112907 Cis-Aconitase Activity Assay Kit - Spectrophotometric Method

Product Introduction

Aconitase catalyzes the conversion of citrate to isocitrate in the tricarboxylic acid cycle. Citrate is not readily oxidized. Through dehydration and hydration reactions, aconitase shifts the hydroxyl group from the β-carbon atom to the α-carbon atom to form isocitrate, which is readily dehydrogenated and oxidized for the subsequent oxidative decarboxylation reaction.

ACO catalyzes the conversion of citrate to isocitrate, and the oxidative decarboxylation of isocitrate reduces NAD⁺to generate NADH, increasing light absorption at 340 nm.

Sample detection results may vary depending on the detection conditions and instrument. Any figure data are for reference only.

Package Contents

Quality Standards and Safety

Transportation and Storage

Transportation: Transport with ice packs.

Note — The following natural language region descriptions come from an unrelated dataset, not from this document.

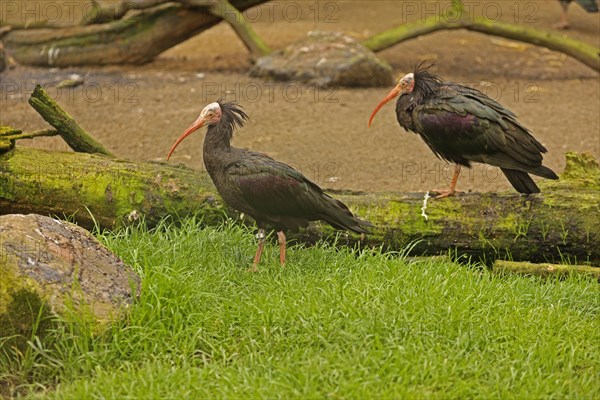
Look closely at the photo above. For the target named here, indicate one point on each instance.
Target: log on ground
(134, 40)
(546, 269)
(562, 224)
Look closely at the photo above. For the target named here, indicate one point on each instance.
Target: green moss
(26, 316)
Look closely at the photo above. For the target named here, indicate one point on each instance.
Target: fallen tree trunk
(563, 224)
(77, 138)
(583, 52)
(132, 40)
(527, 268)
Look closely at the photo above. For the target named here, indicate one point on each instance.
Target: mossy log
(562, 224)
(581, 51)
(527, 268)
(77, 138)
(134, 39)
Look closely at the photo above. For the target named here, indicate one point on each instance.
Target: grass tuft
(335, 322)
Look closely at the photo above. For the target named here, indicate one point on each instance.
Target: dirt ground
(139, 111)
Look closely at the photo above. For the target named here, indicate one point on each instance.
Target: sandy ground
(138, 111)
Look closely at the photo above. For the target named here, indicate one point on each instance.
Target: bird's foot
(443, 193)
(561, 25)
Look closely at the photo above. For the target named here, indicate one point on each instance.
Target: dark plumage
(271, 192)
(462, 125)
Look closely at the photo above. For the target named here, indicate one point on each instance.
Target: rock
(46, 263)
(325, 59)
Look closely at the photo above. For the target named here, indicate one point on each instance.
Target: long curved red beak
(199, 123)
(393, 93)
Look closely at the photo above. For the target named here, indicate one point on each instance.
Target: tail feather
(544, 172)
(339, 216)
(521, 181)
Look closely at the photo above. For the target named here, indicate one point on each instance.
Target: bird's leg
(261, 243)
(563, 23)
(450, 191)
(281, 240)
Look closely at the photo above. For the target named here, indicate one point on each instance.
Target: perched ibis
(462, 125)
(590, 6)
(271, 192)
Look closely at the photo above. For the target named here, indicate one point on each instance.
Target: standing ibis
(271, 192)
(462, 125)
(588, 5)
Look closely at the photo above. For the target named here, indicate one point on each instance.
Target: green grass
(332, 324)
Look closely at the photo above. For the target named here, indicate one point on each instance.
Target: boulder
(325, 59)
(50, 267)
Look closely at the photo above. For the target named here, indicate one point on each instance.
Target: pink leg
(261, 244)
(450, 191)
(282, 243)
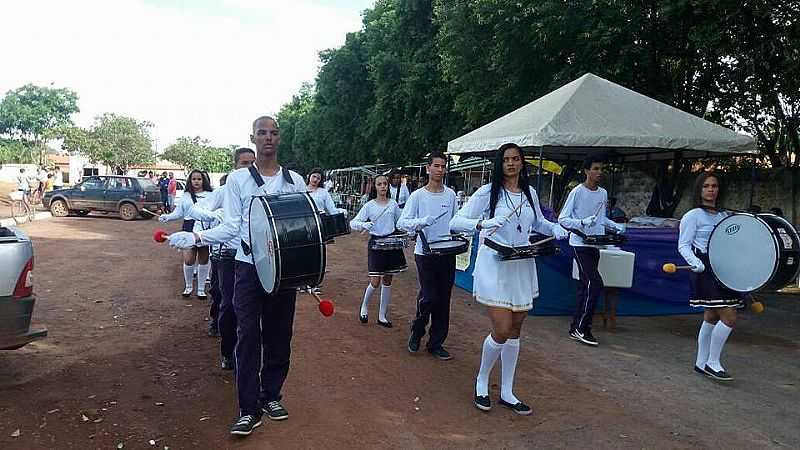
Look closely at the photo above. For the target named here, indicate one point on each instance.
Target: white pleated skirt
(511, 285)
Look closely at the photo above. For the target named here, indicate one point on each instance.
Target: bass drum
(751, 252)
(286, 241)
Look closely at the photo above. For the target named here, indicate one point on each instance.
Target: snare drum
(750, 252)
(604, 239)
(455, 245)
(286, 241)
(334, 225)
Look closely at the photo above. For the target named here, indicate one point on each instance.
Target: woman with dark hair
(505, 212)
(197, 188)
(322, 198)
(719, 302)
(379, 217)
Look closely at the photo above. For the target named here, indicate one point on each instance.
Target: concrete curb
(42, 215)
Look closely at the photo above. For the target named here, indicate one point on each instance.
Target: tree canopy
(420, 73)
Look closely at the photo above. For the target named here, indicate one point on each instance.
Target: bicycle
(21, 210)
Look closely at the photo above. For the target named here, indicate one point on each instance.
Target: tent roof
(591, 113)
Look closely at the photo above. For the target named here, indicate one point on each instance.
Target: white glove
(495, 222)
(560, 233)
(182, 239)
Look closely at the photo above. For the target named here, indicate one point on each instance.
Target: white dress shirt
(239, 191)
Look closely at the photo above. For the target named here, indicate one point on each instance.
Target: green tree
(34, 114)
(116, 141)
(196, 153)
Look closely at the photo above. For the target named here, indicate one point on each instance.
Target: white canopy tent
(594, 113)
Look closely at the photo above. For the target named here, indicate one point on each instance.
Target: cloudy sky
(196, 67)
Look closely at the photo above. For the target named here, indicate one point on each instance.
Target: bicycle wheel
(19, 211)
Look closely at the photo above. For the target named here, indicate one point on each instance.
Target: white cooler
(616, 267)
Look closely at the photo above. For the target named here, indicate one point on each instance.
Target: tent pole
(539, 174)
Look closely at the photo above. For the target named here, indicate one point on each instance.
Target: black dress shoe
(720, 376)
(483, 403)
(520, 408)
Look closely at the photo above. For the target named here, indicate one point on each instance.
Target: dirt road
(128, 361)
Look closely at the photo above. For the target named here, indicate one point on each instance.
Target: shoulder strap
(256, 176)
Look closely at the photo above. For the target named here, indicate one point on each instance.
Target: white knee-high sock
(202, 274)
(188, 272)
(508, 364)
(386, 298)
(365, 302)
(718, 337)
(703, 343)
(491, 351)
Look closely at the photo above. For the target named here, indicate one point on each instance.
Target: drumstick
(543, 241)
(326, 307)
(513, 211)
(672, 268)
(379, 216)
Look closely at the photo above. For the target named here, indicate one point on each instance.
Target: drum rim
(775, 244)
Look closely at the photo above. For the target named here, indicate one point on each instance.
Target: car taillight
(24, 287)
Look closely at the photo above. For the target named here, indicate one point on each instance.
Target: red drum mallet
(160, 235)
(326, 307)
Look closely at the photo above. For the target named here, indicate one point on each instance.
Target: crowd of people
(255, 327)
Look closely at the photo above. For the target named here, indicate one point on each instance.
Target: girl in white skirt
(198, 187)
(507, 288)
(379, 217)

Storage: Store Reagent IV, Reagent V, and Reagent VII at 2-8 °C. Store the remaining components at -20 °C. Shelf life: 180 days.

Instructions for Use

1. Sample Processing

1. Weigh about 0.1 g tissue or collect 5 million cells. Add 1 mL Reagent I and 10 μL Reagent III, then homogenize using an ice-bath homogenizer or mortar.
2. Transfer the homogenate to a centrifuge tube and centrifuge at 600 g, 4 °C for 5 min.
3. Discard the pellet. Transfer the supernatant to another centrifuge tube and centrifuge at 11000 g, 4 °C for 10 min.
4. The supernatant is the cytoplasmic extract and can be used to determine cytoplasmic cis-aconitase activity.
5. Add 200 μL Reagent II and 2 μL Reagent III to the pellet from step 4. Disrupt by sonication in an ice bath at 20% power or 200 W, sonicate for 3 s at 10 s intervals, and repeat 30 times. Use this for determination of mitochondrial cis-aconitase activity.

2. Reagent Preparation

1. Add 3 mL distilled water to Reagent VI and dissolve thoroughly before use. Prepare fresh and use immediately.
2. Add 36 mL Reagent IV to Reagent VII and dissolve thoroughly before use.
3. Working solution: before use, add 36 mL of Reagent VII, then add 3 mL distilled water, 3 mL Reagent IV, 3 mL Reagent V, and Reagent VI. Mix thoroughly. Prepare fresh and use immediately, or aliquot the working solution and store at -20 °C for up to one week.

3. Assay Procedure

1. Preheat the spectrophotometer for more than 30 min and set the wavelength to 340 nm. Use distilled water to zero the instrument.
2. Place the working solution in a 37 °C water bath for mammals or a 25 °C water bath for other species for 10 min.
3. In a 1 mL quartz cuvette, add 100 μL sample and 900 μL working solution. Mix well. Immediately record the absorbance at 340 nm at 20 s as A1 and at 3 min 20 s as A2. Calculate ΔA = A2 - A1.

Activity Calculation

1. Based on Protein Concentration

Unit definition: one unit is the amount of enzyme that generates 1 nmol of NADH per minute per mg tissue protein.

ACO activity (nmol/min/mg prot) = [ΔA × V_{total reaction}÷ (ε × d) × 10⁹] ÷ (V_sample× Cpr) ÷ T = 536 × ΔA ÷ Cpr

2. Based on Fresh Weight

Unit definition: one unit is the amount of enzyme that generates 1 nmol of NADH per minute per g tissue.

ACO (nmol/min/g fresh weight) = [ΔA × V_{total reaction}÷ (ε × d) × 10⁹] ÷ (W × V_sample÷ V_{total sample}) ÷ T = 108 × ΔA ÷ W

3. Based on Bacterial or Cell Density

Unit definition: one unit is the amount of enzyme that generates 1 nmol of NADH per minute for every 1 × 10⁴bacteria or cells.

ACO activity (nmol/min/10⁴cells) = [ΔA × V_{total reaction}÷ (ε × d) × 10⁹] ÷ (500 × V_sample÷ V_{total sample}) ÷ T = 0.722 × ΔA

Precautions

1. This 50T kit can test 48 samples.
2. Required instruments and supplies: UV spectrophotometer, water bath, benchtop centrifuge, adjustable pipette, 1 mL quartz cuvette, mortar, ice, and distilled water.
3. Before formal measurement, perform a preliminary test using 2-3 samples with relatively large expected differences.